No era un niño cuando lo volví a ver, vaya que no lo era.  Habían pasado casi diez años, pero yo estaba en esa etapa de la vida en que el paso del tiempo hace rato ha perdido dramatismo y no pensaba en ello.  El viejazo me vino cuando lo vi de pie en el patio.  Si no me hubiera sentido incómoda por el calor y los desconocidos, habría retrocedido de inmediato, pero requería hidratación y coraje para soportar la velada y no me sentía dispuesta a renunciar al mojito que me ofrecía a la distancia.  Me preparé mentalmente para escuchar el invariable “tía” con que me saludaban los hijos de mis amigos pero, para mi sorpresa, junto al vaso tintineante recibí una coqueta sonrisa de reconocimiento y una invitación a ver la puesta de sol entre las parras.
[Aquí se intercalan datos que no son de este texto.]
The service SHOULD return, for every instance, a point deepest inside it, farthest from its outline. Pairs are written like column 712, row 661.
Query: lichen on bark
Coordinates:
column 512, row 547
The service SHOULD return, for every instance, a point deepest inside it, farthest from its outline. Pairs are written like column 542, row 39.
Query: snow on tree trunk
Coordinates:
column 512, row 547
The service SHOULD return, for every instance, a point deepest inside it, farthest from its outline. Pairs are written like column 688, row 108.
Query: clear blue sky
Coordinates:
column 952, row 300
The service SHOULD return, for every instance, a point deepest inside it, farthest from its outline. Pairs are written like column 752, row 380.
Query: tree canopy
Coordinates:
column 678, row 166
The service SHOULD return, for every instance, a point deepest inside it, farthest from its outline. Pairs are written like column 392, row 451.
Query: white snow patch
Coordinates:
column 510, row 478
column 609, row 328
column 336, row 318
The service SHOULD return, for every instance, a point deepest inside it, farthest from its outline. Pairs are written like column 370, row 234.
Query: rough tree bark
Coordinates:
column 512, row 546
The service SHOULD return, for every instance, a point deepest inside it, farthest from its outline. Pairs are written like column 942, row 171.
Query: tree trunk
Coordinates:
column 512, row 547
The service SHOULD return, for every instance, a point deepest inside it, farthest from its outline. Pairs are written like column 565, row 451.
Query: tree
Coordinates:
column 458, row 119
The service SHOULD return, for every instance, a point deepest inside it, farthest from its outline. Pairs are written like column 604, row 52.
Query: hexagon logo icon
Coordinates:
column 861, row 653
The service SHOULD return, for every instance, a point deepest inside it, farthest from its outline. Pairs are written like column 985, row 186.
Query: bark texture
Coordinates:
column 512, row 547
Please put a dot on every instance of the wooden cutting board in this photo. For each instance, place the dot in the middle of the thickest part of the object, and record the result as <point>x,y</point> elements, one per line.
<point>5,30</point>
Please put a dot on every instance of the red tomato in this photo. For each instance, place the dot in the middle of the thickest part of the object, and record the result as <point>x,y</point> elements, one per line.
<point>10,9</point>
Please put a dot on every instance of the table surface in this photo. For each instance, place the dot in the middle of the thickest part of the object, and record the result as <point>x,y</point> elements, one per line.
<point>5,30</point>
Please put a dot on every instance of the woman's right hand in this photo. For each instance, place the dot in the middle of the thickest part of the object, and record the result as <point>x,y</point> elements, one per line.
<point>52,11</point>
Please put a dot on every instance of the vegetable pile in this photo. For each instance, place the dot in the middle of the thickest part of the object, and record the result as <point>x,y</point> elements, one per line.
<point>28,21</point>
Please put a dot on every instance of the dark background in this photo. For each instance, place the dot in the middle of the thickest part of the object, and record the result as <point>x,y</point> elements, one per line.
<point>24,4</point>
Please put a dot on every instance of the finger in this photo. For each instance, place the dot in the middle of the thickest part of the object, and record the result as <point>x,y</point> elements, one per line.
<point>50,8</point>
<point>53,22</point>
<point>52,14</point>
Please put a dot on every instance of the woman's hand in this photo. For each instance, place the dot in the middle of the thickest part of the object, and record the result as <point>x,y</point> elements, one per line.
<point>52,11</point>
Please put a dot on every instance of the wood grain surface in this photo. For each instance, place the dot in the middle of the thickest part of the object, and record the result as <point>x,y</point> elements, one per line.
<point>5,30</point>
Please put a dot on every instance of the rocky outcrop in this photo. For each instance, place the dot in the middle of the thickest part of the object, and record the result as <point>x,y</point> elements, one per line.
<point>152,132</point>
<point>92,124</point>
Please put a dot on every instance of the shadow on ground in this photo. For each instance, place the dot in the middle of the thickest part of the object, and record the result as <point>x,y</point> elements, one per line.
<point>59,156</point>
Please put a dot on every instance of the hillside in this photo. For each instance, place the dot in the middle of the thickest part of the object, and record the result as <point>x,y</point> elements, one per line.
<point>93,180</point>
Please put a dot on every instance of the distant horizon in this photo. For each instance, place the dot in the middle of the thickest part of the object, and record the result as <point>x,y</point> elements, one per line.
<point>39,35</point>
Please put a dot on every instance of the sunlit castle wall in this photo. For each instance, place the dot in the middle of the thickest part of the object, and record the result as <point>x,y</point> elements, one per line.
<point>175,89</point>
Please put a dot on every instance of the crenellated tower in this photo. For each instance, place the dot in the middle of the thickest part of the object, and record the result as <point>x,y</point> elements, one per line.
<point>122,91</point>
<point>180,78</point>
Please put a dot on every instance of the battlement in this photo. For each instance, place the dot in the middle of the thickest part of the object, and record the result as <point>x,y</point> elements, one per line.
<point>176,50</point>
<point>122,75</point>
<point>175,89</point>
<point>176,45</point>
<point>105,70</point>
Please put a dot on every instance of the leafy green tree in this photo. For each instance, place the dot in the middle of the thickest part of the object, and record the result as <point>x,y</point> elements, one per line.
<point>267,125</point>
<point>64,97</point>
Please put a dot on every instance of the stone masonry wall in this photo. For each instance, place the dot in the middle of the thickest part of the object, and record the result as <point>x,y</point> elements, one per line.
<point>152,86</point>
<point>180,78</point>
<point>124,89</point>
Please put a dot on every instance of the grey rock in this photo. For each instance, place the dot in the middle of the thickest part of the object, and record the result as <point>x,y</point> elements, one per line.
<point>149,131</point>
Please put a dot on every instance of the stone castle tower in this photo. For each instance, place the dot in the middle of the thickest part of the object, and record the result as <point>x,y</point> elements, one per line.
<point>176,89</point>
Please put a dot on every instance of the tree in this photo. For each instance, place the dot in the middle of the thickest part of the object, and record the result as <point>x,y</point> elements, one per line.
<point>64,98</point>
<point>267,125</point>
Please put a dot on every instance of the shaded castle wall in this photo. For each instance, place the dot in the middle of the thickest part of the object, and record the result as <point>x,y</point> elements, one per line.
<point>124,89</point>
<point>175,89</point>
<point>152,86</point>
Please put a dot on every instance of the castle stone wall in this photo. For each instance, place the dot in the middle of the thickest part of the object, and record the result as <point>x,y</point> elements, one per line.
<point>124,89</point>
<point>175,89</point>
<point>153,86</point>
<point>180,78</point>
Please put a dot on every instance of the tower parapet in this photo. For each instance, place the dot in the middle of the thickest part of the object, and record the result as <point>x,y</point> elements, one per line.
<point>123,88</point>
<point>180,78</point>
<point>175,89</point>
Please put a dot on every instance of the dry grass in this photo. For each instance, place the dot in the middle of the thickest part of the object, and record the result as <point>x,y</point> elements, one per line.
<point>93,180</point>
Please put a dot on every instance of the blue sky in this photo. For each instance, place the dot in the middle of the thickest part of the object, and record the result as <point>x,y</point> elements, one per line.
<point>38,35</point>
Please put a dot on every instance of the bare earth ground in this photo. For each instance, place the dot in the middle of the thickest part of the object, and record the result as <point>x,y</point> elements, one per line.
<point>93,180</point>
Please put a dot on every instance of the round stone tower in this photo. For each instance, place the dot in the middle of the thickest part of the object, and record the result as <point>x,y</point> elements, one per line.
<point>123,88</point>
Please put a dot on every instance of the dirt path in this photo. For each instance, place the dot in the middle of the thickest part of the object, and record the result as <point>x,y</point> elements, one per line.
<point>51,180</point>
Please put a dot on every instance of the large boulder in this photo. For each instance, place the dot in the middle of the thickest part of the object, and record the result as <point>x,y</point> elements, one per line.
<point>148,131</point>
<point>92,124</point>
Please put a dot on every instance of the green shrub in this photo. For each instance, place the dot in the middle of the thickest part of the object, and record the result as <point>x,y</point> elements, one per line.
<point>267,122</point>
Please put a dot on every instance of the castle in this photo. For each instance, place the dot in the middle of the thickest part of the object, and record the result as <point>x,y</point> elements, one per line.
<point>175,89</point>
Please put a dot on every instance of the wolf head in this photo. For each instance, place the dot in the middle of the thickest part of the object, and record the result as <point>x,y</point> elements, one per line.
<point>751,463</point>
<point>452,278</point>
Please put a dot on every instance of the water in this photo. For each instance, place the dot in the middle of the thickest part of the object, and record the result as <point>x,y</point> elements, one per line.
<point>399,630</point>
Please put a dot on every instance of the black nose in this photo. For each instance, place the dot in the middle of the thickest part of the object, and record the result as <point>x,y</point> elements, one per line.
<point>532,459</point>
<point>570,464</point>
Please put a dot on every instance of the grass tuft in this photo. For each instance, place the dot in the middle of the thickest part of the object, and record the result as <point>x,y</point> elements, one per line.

Nos vimos a escondidas durante unos meses, hasta que la realidad se impuso y enfrió las cosas.  En un rincón del clóset conservo un par de flores secas, una pulsera de cuero usada en el tobillo en una escapada a la playa, entradas al cine y un sacacorchos robado por él para mi incomprensible preferencia por el vino sobre la cerveza.  Imagino que ya se graduó y anda recorriendo el mundo con su mochila de cabritilla al hombro.  Quizás hasta conserva el ringtone de Mrs. Robinson en su celular.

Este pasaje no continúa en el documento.